By introducing a family of products, you’re indicating that they “are meant to work together—and will work together—well,” Perlman explains. “We know, based on science and chemistry, many of these products will work together even when they aren’t from the same brand family, but when we talk about a family of products, we’re talking about compatibility, working together, and trust.”

Perlman says that every practitioner should exercise due diligence and include only products they trust in their armamentarium. But obviously, anything VOCO can do beyond intensive testing and research can be helpful.

For example, products from VOCO’s GrandioSO line can be combined in different restorative procedures. The advantage for clinicians is that they can treat a wider range of problems with a single family of products. VOCO also offers CAD/CAM workflow options with their Grandio blocs.

One of the most significant benefits of product families is their consistency, Perlman explains. Working with products from the same family removes variables that could interfere with the intended outcome, leading to solutions that last.

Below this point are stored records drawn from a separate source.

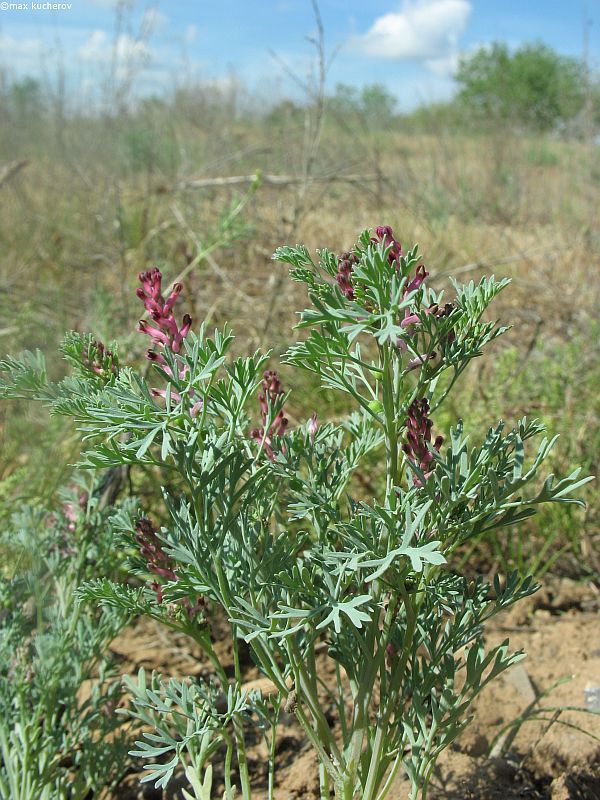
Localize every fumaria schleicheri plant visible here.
[1,227,588,800]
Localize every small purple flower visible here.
[402,398,444,486]
[136,267,192,353]
[335,250,359,300]
[135,517,203,619]
[371,225,404,269]
[250,370,288,461]
[308,411,319,446]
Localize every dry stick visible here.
[177,172,379,189]
[263,0,333,336]
[171,201,247,301]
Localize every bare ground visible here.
[108,579,600,800]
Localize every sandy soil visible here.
[108,580,600,800]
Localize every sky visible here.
[0,0,600,110]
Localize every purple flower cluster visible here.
[136,267,202,417]
[135,517,203,618]
[371,225,404,270]
[402,398,444,486]
[136,267,192,353]
[335,250,359,300]
[335,225,429,300]
[250,370,290,461]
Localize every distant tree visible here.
[329,83,397,130]
[456,43,586,131]
[10,78,44,124]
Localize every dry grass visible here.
[0,114,600,572]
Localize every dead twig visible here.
[177,172,378,189]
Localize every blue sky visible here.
[0,0,600,108]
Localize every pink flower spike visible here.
[163,283,183,314]
[138,267,162,300]
[308,411,319,445]
[150,389,181,403]
[137,319,170,346]
[400,314,420,328]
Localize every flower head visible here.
[371,225,404,270]
[402,398,444,486]
[335,250,359,300]
[250,370,288,461]
[136,267,192,353]
[135,517,204,619]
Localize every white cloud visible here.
[78,30,153,65]
[142,8,169,35]
[353,0,471,64]
[185,23,198,44]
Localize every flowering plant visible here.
[0,482,133,800]
[1,227,588,800]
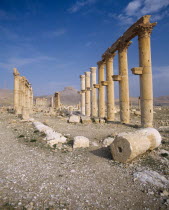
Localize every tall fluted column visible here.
[55,92,60,109]
[118,42,130,123]
[80,75,85,115]
[13,68,21,114]
[50,96,54,108]
[97,61,105,118]
[85,72,91,116]
[106,54,115,122]
[90,67,97,117]
[138,26,153,127]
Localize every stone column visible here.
[50,96,53,108]
[106,54,115,122]
[138,26,153,127]
[85,72,91,117]
[22,77,29,120]
[138,96,140,110]
[97,61,105,118]
[55,92,60,109]
[90,67,97,117]
[118,42,131,123]
[13,68,21,114]
[80,75,85,115]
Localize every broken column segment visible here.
[110,128,161,163]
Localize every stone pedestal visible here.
[97,61,105,118]
[110,128,161,163]
[85,72,91,117]
[90,67,98,117]
[138,26,153,127]
[118,42,130,123]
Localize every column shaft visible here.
[98,62,105,118]
[80,75,85,115]
[118,45,130,123]
[90,67,97,117]
[106,55,114,121]
[138,28,153,127]
[85,72,91,116]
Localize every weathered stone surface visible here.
[68,115,80,123]
[134,170,169,188]
[93,117,100,123]
[103,137,114,147]
[33,121,67,147]
[134,111,141,116]
[110,128,161,163]
[99,118,105,123]
[81,116,92,123]
[73,136,89,149]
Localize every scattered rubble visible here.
[134,170,169,188]
[73,136,89,149]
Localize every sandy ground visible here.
[0,109,169,209]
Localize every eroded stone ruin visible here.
[80,15,156,127]
[10,15,161,162]
[13,68,33,120]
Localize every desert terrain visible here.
[0,99,169,209]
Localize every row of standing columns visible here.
[13,68,33,119]
[80,16,156,127]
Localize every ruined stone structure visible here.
[13,68,33,120]
[53,92,61,109]
[35,98,48,108]
[81,15,157,127]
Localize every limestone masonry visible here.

On the other hand, if “you bring in products [from] outside the family, …there could be a small indication or application changes because of different chemistry or technology,” he says. “That’s where working with a family of products benefits the practice, as it helps to minimize variables.”

The concept of a product family also extends to workflow components. Alyssa Federico, marketing manager at DEXIS Imaging, says that doctors want a one-stop shop, not multiple companies with which to coordinate for workflow. However, by the time they add CBCT, they often already have other digital workflow components in place.

“Therefore, our ORTHOPANTOMOGRAPH® OP 3D CBCT scanner is an open system that…work[s] with just about anything a dental practice might already have or [with] a complete family of products,” Federico explains. “We like to say, ‘We integrate with just about everybody.’”

  The DEXIS Imaging suite includes a portfolio of digital solutions from sensors to CBCT, and intraoral scanning to implant planning.

One of the main advantages of having a full suite of products, particularly with DEXIS technology, is the support available, Federico says. She considers investing in a family of products to be like investing in a relationship with the company. DEXIS Imaging takes that relationship seriously, ensuring that clients can reach representatives as quickly as possible when they need help. “You can call and talk to somebody or submit a request, and somebody will get back to you within a few hours, give or take,” she points out.

In addition, buying from a product family enables ease of use with a step-by-step workflow. Even if a dental office isn’t technologically savvy, she says, it’s easy to adapt when you have a workflow that works with you, not against you.

“If you are an orthodontist, [a] specialist, or [a] general dentist, you have a solution that will work for you, whether [you’re] completing your digital puzzle or starting your digital journey. We like to work with the customer on developing a digital roadmap,” Federico says. “This is the new dentistry. It’s amazing to have a one-stop shop for everything with the new dentistry.”